En parlant ainsi, Love se jetait dans mes bras avec l’innocence d’un être que les passions terrestres ne peuvent pas atteindre, et moi qui l’aimais en imagination d’un amour sauvage et terrible, quand je la sentais ainsi, abandonnée et chaste, sur ma poitrine, je ne songeais seulement plus à ce que mes désirs avaient mis de rage dans mon sang. Je la regardais avec tendresse, mais avec autant de respect que si elle eût été ma sœur. Je baisais doucement ses cheveux, je n’aurais pas osé les soulever pour baiser son front nu, et son pauvre cœur qui palpitait comme celui d’un oiseau blessé, je le sentais près du mien sans me souvenir d’une autre union que celle de nos âmes.

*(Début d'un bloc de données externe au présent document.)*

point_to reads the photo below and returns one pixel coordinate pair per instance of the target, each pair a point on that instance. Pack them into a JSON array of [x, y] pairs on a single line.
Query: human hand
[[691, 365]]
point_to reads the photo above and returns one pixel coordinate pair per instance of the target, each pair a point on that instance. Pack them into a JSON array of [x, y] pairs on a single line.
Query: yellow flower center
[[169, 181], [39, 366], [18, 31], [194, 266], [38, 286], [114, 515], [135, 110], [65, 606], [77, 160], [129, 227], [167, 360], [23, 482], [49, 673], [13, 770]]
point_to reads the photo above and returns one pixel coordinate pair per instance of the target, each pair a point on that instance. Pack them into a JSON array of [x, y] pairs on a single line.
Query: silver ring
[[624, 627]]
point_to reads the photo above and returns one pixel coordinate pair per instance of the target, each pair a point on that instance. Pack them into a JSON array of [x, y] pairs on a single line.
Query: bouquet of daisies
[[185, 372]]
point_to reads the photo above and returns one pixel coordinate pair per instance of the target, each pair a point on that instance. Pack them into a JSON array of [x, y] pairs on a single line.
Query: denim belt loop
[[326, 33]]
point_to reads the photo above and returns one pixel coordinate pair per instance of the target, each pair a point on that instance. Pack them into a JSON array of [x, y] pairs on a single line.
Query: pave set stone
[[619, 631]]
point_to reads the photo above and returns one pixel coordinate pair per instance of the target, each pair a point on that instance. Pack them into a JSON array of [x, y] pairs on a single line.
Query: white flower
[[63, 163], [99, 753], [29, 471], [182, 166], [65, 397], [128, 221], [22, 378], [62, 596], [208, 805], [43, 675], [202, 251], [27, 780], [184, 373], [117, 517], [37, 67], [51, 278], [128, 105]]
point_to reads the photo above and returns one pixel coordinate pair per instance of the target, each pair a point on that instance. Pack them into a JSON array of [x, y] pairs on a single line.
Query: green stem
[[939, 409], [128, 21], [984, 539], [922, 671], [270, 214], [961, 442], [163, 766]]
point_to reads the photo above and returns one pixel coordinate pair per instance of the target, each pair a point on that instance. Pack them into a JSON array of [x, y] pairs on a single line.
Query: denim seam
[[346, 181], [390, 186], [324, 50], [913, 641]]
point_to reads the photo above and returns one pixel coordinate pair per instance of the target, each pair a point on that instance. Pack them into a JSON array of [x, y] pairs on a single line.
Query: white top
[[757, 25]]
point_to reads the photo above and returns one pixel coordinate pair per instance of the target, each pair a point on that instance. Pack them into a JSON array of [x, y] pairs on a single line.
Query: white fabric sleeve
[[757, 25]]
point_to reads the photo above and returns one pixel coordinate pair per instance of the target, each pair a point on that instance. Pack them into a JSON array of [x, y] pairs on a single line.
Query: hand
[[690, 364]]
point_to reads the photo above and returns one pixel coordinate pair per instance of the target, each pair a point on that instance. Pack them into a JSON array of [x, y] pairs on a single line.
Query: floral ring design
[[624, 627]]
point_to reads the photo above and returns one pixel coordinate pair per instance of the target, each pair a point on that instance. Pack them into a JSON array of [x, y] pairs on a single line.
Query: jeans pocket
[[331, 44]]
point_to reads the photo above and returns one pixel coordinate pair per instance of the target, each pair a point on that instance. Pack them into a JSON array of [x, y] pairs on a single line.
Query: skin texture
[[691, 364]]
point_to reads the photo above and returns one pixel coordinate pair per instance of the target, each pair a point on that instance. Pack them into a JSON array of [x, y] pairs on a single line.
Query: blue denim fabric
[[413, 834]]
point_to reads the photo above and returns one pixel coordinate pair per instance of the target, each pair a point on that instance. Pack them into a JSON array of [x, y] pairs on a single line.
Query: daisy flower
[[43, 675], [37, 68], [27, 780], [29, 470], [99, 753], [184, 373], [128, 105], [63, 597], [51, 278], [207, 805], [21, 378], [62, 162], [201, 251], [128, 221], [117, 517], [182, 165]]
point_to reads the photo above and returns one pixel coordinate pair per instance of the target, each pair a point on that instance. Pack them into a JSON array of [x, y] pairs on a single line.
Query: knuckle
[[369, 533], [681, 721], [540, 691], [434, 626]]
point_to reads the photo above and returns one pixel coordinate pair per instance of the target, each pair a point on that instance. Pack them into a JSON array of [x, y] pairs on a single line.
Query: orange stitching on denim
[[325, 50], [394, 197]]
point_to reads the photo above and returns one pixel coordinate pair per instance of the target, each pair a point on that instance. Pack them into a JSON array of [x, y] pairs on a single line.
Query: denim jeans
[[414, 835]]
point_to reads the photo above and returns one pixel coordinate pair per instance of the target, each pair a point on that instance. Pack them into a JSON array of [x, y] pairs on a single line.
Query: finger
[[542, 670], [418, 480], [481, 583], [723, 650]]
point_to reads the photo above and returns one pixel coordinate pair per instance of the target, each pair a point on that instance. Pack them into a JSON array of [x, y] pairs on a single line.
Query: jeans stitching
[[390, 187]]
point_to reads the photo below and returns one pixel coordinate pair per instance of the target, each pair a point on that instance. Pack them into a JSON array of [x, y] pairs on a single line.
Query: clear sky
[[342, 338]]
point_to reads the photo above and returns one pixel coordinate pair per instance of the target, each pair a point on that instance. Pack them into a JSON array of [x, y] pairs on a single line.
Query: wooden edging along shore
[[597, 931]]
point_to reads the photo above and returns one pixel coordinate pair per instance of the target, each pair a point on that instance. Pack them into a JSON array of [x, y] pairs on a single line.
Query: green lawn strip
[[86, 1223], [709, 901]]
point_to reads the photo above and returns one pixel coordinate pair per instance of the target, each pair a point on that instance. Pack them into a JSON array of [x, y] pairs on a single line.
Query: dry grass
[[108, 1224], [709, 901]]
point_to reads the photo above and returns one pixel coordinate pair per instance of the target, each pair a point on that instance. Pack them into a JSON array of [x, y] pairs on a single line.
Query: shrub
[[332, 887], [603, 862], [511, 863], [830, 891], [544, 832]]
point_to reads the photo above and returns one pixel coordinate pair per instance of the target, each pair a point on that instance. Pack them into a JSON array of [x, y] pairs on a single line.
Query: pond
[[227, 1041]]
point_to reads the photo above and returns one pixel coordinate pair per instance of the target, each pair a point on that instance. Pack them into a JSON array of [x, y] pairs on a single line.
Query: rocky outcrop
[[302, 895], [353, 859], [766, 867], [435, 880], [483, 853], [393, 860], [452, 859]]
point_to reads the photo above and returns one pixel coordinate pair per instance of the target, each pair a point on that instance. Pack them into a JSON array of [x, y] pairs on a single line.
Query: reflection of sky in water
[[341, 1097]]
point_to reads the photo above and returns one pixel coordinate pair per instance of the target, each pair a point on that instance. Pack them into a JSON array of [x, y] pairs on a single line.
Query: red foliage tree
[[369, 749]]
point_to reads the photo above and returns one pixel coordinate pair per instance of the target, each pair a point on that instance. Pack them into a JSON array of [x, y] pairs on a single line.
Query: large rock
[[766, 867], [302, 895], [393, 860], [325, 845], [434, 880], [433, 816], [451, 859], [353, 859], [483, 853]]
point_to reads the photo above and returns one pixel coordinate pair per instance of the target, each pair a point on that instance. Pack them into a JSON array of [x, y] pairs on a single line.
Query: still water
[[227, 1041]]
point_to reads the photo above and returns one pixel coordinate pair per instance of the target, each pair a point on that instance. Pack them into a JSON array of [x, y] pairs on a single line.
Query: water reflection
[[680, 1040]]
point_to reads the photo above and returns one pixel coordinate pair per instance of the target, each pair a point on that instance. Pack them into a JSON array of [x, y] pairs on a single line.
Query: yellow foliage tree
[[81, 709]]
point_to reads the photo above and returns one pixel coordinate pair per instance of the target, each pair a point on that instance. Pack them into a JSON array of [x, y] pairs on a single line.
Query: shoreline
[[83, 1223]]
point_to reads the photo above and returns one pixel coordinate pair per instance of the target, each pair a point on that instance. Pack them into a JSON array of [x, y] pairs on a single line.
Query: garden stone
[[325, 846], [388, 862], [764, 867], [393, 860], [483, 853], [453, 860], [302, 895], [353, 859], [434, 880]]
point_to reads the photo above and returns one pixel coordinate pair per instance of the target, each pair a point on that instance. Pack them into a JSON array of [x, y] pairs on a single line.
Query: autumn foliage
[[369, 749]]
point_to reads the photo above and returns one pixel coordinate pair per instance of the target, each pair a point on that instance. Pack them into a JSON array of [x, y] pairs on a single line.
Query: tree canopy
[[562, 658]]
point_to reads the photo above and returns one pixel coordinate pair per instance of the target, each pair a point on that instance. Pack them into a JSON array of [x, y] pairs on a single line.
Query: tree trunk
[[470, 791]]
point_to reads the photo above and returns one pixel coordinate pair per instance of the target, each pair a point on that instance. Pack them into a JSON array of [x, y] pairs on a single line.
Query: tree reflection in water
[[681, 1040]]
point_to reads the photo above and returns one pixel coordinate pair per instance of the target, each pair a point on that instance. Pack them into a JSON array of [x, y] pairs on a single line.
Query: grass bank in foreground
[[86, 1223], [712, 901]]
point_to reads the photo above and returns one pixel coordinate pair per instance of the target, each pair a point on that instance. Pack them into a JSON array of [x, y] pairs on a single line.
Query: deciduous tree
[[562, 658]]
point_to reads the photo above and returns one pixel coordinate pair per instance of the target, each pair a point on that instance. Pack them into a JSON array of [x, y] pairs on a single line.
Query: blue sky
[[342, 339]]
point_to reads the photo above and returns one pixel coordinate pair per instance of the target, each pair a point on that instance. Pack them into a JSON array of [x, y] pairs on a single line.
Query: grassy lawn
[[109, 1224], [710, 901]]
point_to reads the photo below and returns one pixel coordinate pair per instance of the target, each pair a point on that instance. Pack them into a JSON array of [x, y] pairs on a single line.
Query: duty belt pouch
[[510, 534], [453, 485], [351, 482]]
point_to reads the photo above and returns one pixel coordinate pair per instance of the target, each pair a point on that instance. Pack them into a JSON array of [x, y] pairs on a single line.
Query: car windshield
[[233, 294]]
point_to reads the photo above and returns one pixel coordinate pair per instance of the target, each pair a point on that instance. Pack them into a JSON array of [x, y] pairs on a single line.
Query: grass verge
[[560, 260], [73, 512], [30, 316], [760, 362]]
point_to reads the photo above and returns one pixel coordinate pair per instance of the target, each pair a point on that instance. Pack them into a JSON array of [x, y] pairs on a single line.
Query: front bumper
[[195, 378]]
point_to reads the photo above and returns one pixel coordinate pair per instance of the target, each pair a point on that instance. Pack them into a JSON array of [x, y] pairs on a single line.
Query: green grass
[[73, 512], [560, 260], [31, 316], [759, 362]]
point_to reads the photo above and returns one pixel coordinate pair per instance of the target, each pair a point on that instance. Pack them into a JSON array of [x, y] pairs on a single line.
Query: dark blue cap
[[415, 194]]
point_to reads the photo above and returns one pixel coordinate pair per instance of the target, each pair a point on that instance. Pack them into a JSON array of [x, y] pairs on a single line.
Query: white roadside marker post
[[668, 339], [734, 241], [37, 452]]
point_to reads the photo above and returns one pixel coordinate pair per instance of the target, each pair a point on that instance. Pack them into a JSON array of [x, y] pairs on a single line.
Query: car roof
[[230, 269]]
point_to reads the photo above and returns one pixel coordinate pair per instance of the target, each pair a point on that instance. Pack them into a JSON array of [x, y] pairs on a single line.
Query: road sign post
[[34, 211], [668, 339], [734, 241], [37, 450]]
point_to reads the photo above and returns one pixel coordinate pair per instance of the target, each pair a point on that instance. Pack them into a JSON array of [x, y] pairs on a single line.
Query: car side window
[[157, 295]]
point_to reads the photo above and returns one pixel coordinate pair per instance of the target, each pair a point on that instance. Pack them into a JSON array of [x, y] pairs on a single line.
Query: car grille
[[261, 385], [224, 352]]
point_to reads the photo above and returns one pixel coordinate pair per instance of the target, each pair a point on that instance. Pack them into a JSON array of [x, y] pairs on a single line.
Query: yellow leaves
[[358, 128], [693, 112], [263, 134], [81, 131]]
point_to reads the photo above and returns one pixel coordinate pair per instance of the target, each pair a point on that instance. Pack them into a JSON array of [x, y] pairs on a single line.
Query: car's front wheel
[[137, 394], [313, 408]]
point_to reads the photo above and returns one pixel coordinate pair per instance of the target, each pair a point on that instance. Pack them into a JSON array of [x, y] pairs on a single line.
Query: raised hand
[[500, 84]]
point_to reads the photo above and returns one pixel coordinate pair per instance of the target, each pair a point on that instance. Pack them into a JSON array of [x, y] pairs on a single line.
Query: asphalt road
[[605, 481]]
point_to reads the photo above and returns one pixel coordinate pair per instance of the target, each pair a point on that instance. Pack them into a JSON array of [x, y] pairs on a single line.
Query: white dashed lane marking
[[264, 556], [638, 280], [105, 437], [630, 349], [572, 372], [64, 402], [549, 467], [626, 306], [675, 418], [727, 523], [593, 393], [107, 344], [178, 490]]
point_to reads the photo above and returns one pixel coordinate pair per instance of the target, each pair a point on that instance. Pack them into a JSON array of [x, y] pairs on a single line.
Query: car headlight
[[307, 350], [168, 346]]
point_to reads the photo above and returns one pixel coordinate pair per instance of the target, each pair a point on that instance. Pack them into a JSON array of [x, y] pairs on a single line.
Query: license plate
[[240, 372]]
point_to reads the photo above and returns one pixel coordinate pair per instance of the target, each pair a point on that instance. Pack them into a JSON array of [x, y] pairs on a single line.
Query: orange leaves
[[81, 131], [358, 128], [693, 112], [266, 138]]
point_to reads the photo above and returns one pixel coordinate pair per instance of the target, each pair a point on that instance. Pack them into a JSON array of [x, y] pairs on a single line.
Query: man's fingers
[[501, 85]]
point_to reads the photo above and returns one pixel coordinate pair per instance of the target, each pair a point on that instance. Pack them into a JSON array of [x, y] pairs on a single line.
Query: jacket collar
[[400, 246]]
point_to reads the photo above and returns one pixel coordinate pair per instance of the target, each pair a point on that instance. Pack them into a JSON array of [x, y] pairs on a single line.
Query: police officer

La douceur de Love devait me vaincre, et elle me vainquit. Encore une fois je cédai. Je promis d’attendre sans me désespérer la guérison de Hope, dût-elle tarder à être radicale. Tarder combien de temps ? Hélas ! je n’osai fixer un terme, dans la crainte de le voir dépassé et de ne pouvoir m’y soumettre. Love cherchait à me donner de l’espérance, mais elle n’en avait pas assez elle-même pour régler quoi que ce soit dans notre avenir. Elle promettait sans effort et sans hésitation de m’aimer, et même de m’écrire, de me tenir au courant, et, quoique tout cela me parût bien calme auprès de ce que j’allais souffrir et subir pour l’amour d’elle, je me sentais encore si heureux de cette affection suave et sainte, que je n’eusse pas changé mon sort contre celui d’aucun autre homme sur la terre.

Je la tenais encore embrassée, quand j’entendis un bruit de feuilles et de branches froissées à deux pas de nous. Je me levai brusquement, et Love me suivit. Junius Black passa tout près de moi sans me voir, et il acheva le tour du cratère sans paraître songer à miss Love.

— Soyez tranquille, me dit-elle ; il n’a qu’une idée, c’est de ramasser des cristaux d’amphibole pour la collection.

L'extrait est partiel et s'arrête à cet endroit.